For every 1,000 women screened beginning at age 40, the modeling suggested that just 0.7 deaths from breast cancer would be prevented, while 480 women would get a false-positive result and 33 more would undergo unnecessary biopsies.
"What isn’t in the model but is an issue is how many extra imaging tests are done to follow up on things that turn out to be falsely positive, and the harm of the anxiety that goes along with that," Petitti said. "Then there’s the whole other line of problems that come into play, which is where there are some breast cancers detected that grow very slowly and would never have killed you."
Cutting back to biannual screening of women age 50 and older would maintain 81 percent of the benefits of screening annually while reducing by half the number of false-positives, the computer modeling study estimated.
Petitti stressed that the task force is not recommending against mammography but hopes the new guidelines will lead more women to make their decisions individually. Those at high risk because of a family history of breast cancer, for example, or those who are simply more worried about breast cancer might still opt to get annual screenings, she said.

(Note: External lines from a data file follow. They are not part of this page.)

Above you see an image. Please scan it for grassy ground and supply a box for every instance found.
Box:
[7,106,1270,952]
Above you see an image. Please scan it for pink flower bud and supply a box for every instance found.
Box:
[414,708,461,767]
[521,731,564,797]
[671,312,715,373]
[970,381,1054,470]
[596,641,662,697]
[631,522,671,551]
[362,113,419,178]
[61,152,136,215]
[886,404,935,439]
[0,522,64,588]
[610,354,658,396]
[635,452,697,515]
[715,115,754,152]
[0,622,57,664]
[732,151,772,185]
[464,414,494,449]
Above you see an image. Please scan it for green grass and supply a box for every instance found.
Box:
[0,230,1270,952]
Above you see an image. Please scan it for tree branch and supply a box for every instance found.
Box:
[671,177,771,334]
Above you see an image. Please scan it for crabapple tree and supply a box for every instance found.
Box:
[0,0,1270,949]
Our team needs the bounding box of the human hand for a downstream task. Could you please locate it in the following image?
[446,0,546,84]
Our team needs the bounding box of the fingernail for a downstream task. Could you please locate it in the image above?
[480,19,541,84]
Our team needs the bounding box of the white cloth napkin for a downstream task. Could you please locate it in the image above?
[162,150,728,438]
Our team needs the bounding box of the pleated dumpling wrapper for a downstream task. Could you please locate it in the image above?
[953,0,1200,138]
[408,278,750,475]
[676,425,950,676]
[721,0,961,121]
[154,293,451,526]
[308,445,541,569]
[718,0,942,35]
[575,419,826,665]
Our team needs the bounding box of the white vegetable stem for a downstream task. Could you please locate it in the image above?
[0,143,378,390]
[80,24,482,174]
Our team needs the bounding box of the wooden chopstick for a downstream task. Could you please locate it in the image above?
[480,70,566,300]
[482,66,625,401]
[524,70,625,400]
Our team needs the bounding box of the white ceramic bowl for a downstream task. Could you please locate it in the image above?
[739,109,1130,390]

While the task force recommended against doctors teaching women how to perform regular breast self-exams and concluded that there was insufficient evidence to determine whether doctors’ examinations of a woman’s breasts are beneficial, several experts stressed that women should seek medical attention if they come across any unusual lumps spontaneously.
Others worried that the conflicting advice will prompt women to delay the exams or avoid them completely.
"People will end up not getting mammograms — they’ll just kiss them off," said Judith Luce, who treats breast cancer patients at San Francisco General Hospital. "I’m concerned the sense of urgency about getting them done will fade."